Las Cámaras Especializadas de Kosovo condenaron este miércoles al expresidente Hashim Thaçi a 25 años de prisión por cuatro cargos de crímenes de guerra cometidos durante la guerra de independencia de su país frente a Serbia. Thaçi, que fue primer ministro y presidente, fue declarado culpable por un panel de jueces de asesinato, tortura, trato cruel y detención arbitraria. Con traje y corbata, permaneció en silencio mientras el juez presidente Charles Smith leía la sentencia en la sede del tribunal en La Haya.
El esperado veredicto llega tras un proceso de tres años contra cuatro figuras del Ejército de Liberación de Kosovo (KLA): Thaçi, Jakup Krasniqi, Rexhep Selimi y Kadri Veseli. La Fiscalía había solicitado penas de 45 años de prisión para cada uno. Los cuatro se declararon no culpables. "A lo largo de mi vida he estado junto al pueblo de Kosovo, defendiendo la libertad, la vida y la dignidad. Siempre me guiaron los ideales occidentales de democracia, igualdad y justicia", declaró Thaçi ante los jueces en febrero, al término del juicio. A finales de agosto, había declarado a un medio kosovar que esperaba una absolución total.
Esperanzas truncadas y un país en vilo
Durante todo el juicio, las imágenes del político de 58 años aparecieron de forma habitual en enormes vallas publicitarias por todo el país, y sus seguidores confiaban en que él y sus coacusados serían puestos en libertad. El sábado, decenas de miles de personas se reunieron en la capital, Pristina, para reclamar su absolución, en la última de varias concentraciones celebradas desde el inicio del proceso. En varias plazas se habían instalado relojes de cuenta atrás que marcaban el tiempo hasta el veredicto, previsto para las 10:00 en La Haya, mientras miles de personas seguían la vista en retransmisión en directo. La Policía de Kosovo se preparó para asegurar las grandes concentraciones, y la embajada estadounidense en Pristina recomendó a su personal "evitar cualquier desplazamiento innecesario en las inmediaciones de las manifestaciones".
"Nuestra guerra fue justa, una guerra de liberación", afirmó antes del veredicto el primer ministro del Gobierno, Albin Kurti. "Creemos y esperamos que los dirigentes del KLA regresen libres a su país y a sus familias", añadió. Tras la guerra, Thaçi siguió siendo una figura política central y desempeñó un papel clave en la declaración de independencia de 2008.
Un tribunal cuestionado y las sombras del proceso
Las Cámaras Especializadas de Kosovo (KSC), aunque tienen su sede en los Países Bajos y están compuestas por jueces internacionales, se crearon conforme al derecho kosovar específicamente para juzgar los crímenes cometidos por miembros del KLA durante la guerra. Antes de su creación, los procedimientos anteriores en Kosovo fracasaron en gran medida debido a supuestas intimidaciones a testigos e injerencias políticas. Profundamente impopular desde su origen, el uso por parte del tribunal de pruebas aportadas por Belgrado, que todavía se niega a reconocer la independencia de su antigua provincia, ha alimentado aún más las acusaciones de parcialidad política.

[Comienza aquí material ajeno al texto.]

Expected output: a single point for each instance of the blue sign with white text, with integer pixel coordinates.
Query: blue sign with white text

Durante todo el proceso, la Fiscalía intentó trazar una distinción entre la lucha por la independencia del país y los hombres sentados en el banquillo. Los cuatro acusados han sido juzgados por crímenes cometidos contra prisioneros recluidos en centros de detención del KLA en Kosovo y la vecina Albania, así como por asesinatos de civiles serbios, albaneses y romaníes motivados políticamente. La acusación abarca crímenes cometidos durante y justo después de la guerra de Kosovo, que causó unas 13.000 muertes. Como respuesta, los abogados de los acusados sostuvieron que el KLA carecía de una estructura de mando rígida y que los altos cargos no podían controlar ni ser considerados responsables de los combatientes que cometían delitos.
Thaçi se enfrenta aún a un segundo juicio por cargos de obstrucción a la justicia. Dimitió como presidente y se entregó al tribunal tras su inculpación en 2020. Desde entonces permanece detenido en La Haya.